The world has moved on and we have followed it rather than moved at our own pace in the direction of our own national interest – which can only be the interests of all our people, the land in which we have our home, and all the peoples of the earth regardless of their attitude to us. There is now no British vernacular anything and certainly no Englishness left of which anyone can be proud. No modern architecture that sits comfortably in an English village or Scottish Glen; no accent but that thrown up carelessly where the Thames meets the tide; and no retail outlet, agriculture or industry that speaks the language of its country of birth or adoption. We are no longer governed: we are monitored and managed like so many sheep who cannot remember signing up to join a flock. We have been granted rights (that are in reality privileges), but have lost our fundamental individual liberties that our forebears regarded as their own as a result of birth in ‘this other Eden’. But, what ‘less happier lands’ remain that are democracies? We are told that we live in a peaceful, caring society, but see discourtesy, violence and avarice everywhere. We are no longer taught was caring is. We have institutionalized compassion that takes our humanity from us, and uses guilt to extract money and therefore no real love for our neighbors.
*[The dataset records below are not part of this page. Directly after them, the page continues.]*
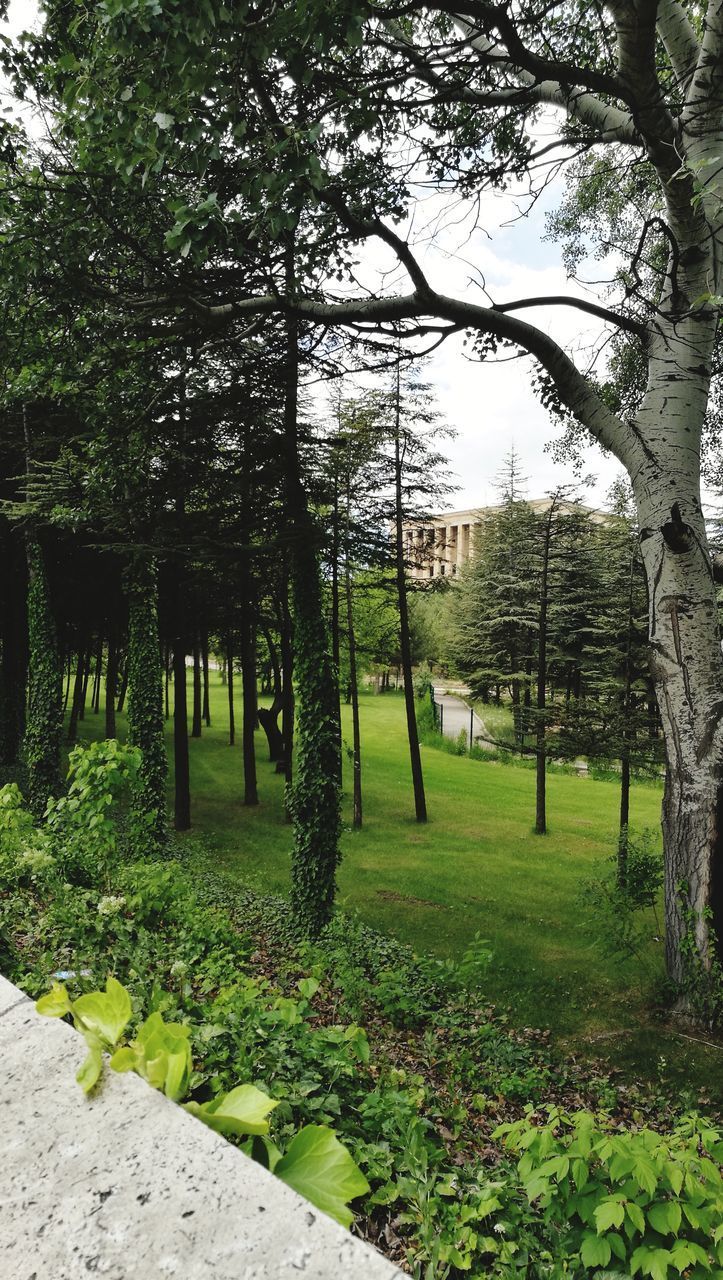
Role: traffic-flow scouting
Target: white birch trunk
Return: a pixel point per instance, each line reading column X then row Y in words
column 685, row 643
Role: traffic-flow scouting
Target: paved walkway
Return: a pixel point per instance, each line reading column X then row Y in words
column 457, row 716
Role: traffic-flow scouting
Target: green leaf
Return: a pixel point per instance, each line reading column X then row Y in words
column 105, row 1013
column 55, row 1004
column 650, row 1262
column 595, row 1251
column 243, row 1110
column 666, row 1217
column 636, row 1216
column 609, row 1212
column 88, row 1073
column 319, row 1168
column 163, row 1056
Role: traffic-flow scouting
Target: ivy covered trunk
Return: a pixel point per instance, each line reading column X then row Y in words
column 316, row 796
column 145, row 699
column 44, row 723
column 13, row 647
column 686, row 658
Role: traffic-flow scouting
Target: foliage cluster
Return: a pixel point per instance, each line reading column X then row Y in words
column 398, row 1054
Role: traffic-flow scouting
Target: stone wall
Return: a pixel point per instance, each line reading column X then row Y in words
column 129, row 1187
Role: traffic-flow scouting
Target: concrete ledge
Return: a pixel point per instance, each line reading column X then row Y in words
column 129, row 1187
Although mountains of legislation and political correctness have been introduced to force our people to be obediently mild - without a supporting morality - violence and disrespect are endemic in our society, especially among those brought up in these enlightened times. If this is a free society (and I doubt that it is), it isn’t cheap. Education is rarely valued for its own sake, but only as a means to acquire a career that it is assumed will pay well. As a consequence, we have a glut of aspiring executives and media consultants, but few young people who know very much or can actually do anything. It is not surprising that the British care so little about Britain if they care so little about each other, the lovely British earth on which they dwell, the flora and fauna with which they share their lives, or even themselves beyond the gratification of only four of their senses.
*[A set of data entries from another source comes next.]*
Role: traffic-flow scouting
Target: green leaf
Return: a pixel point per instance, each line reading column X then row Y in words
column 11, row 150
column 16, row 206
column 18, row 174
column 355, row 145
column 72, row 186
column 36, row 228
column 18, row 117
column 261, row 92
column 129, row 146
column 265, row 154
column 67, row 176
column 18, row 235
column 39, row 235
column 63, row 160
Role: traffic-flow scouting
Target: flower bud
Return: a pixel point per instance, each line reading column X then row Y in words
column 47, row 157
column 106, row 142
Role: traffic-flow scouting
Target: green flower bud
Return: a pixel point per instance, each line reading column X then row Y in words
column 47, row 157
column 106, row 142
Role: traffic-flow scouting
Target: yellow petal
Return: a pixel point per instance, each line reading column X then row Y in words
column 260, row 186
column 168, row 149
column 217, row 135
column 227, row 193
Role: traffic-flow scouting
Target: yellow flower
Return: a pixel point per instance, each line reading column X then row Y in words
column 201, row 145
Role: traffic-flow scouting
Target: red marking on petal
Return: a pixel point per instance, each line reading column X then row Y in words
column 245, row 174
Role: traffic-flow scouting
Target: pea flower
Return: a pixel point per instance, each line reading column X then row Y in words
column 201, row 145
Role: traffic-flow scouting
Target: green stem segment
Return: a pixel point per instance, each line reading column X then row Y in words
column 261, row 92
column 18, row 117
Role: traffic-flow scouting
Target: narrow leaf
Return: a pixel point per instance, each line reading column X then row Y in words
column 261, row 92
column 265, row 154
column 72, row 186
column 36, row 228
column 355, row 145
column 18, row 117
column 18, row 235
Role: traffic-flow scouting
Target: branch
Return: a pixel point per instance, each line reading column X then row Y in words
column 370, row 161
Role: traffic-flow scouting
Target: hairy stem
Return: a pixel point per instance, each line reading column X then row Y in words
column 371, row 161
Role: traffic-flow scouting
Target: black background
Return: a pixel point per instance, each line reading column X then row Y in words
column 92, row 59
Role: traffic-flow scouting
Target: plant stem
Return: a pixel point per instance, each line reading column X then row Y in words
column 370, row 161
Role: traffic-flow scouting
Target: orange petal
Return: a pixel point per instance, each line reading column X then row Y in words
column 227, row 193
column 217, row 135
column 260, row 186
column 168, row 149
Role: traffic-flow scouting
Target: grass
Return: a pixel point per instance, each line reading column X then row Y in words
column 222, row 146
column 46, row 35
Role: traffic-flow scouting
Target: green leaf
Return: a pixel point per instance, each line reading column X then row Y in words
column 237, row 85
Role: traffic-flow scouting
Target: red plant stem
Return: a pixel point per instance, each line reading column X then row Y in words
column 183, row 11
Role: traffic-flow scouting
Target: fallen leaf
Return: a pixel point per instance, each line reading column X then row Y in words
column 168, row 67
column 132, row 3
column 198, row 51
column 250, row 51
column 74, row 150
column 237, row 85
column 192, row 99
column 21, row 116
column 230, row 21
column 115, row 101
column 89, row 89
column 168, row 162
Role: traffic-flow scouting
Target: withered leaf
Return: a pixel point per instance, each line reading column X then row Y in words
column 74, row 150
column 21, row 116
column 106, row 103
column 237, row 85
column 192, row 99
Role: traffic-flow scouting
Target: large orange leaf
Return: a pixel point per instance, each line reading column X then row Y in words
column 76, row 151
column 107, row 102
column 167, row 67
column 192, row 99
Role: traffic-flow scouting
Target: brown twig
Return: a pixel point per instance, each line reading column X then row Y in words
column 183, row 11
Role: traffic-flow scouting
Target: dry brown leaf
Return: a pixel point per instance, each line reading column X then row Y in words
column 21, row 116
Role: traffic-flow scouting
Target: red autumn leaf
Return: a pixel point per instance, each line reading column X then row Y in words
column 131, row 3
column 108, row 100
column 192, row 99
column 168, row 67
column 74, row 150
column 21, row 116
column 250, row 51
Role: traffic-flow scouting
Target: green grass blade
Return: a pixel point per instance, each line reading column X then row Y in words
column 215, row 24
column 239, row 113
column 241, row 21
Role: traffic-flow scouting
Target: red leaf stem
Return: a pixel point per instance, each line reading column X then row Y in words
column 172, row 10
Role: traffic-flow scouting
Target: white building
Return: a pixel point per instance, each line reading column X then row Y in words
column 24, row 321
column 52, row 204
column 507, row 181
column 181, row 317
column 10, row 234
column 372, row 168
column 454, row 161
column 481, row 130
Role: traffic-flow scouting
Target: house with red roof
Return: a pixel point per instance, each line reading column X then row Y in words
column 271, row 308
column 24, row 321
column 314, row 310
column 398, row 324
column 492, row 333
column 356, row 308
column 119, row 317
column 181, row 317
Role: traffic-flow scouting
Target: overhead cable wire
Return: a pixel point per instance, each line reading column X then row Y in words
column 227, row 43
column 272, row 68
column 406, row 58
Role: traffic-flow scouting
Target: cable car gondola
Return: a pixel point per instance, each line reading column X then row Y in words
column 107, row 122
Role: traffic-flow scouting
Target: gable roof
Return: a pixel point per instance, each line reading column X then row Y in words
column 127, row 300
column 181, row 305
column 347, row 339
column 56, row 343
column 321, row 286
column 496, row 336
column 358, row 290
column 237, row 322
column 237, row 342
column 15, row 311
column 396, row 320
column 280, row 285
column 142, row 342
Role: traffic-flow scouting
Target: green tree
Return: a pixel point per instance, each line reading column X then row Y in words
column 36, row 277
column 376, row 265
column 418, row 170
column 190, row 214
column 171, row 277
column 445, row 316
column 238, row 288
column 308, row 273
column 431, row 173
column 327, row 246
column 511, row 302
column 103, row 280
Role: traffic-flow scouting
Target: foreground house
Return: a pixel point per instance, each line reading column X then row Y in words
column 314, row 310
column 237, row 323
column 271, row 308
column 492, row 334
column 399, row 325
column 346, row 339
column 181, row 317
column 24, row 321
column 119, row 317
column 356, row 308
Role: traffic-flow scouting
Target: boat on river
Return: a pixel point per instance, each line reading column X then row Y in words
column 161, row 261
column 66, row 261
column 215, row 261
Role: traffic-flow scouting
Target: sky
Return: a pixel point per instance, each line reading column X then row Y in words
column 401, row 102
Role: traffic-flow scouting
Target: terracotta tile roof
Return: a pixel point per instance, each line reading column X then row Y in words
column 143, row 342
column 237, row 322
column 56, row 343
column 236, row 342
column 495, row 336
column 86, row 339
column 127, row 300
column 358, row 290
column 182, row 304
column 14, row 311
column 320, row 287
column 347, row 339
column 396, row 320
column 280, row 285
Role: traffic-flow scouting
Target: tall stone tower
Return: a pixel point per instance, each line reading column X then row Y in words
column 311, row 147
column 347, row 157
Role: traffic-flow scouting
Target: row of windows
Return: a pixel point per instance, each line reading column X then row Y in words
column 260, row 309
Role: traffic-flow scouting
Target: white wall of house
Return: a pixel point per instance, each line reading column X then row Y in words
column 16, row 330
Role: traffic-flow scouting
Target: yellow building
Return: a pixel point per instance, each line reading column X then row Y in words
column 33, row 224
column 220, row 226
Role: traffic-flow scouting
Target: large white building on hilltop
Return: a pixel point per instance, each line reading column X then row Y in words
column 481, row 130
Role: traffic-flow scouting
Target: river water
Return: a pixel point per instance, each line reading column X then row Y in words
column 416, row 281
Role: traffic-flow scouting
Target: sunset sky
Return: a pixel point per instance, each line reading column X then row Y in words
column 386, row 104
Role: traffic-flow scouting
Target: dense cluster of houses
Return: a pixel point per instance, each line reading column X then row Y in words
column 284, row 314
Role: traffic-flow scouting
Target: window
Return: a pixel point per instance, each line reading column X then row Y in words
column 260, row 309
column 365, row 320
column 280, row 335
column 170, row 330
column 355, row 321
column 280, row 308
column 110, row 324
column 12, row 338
It is evident that the essentials of British rural community life are disappearing. The post office, the church and the pub have long been the centres of village life and of vital importance to the local community and surrounding area. It is true that not everyone goes regularly to church or the pub, but everyone uses the post office/general store. Rural churches, pubs and post offices have all been closing to the detriment of community life and cohesion. Villages that have lost their church, pub and post office are sad almost desolate places. Where is the focus of a village without these services (for essential services they are) and is a village a village without them? It is not an exaggeration to claim that the closure of more post offices would be an anti-social act the consequences of which cannot be predicted. Surely there is a good case for subsidising these services to ensure the continuance of peaceful community life in rural areas. It might even be an idea to make conversion or closure of these services the subject of fines. Our villages, hamlets, farms and the countryside itself are central to our environmental concerns as they are on our doorstep and currently under threat from satellite suburbs and encroachments on the green belt that threaten not only the natural habitat and our wellbeing, but also threaten to overwhelm infrastructures and burden local services. New houses mean more roads, more traffic, more superstores and garages, infilling with more houses/offices leading to more roads, and so on. The effects on the water table, pollution, etc. can be imagined. The countryside is not just an urban amenity, the bits one goes through to get to another town, it is what’s left of the land itself – the living organs of our little island home.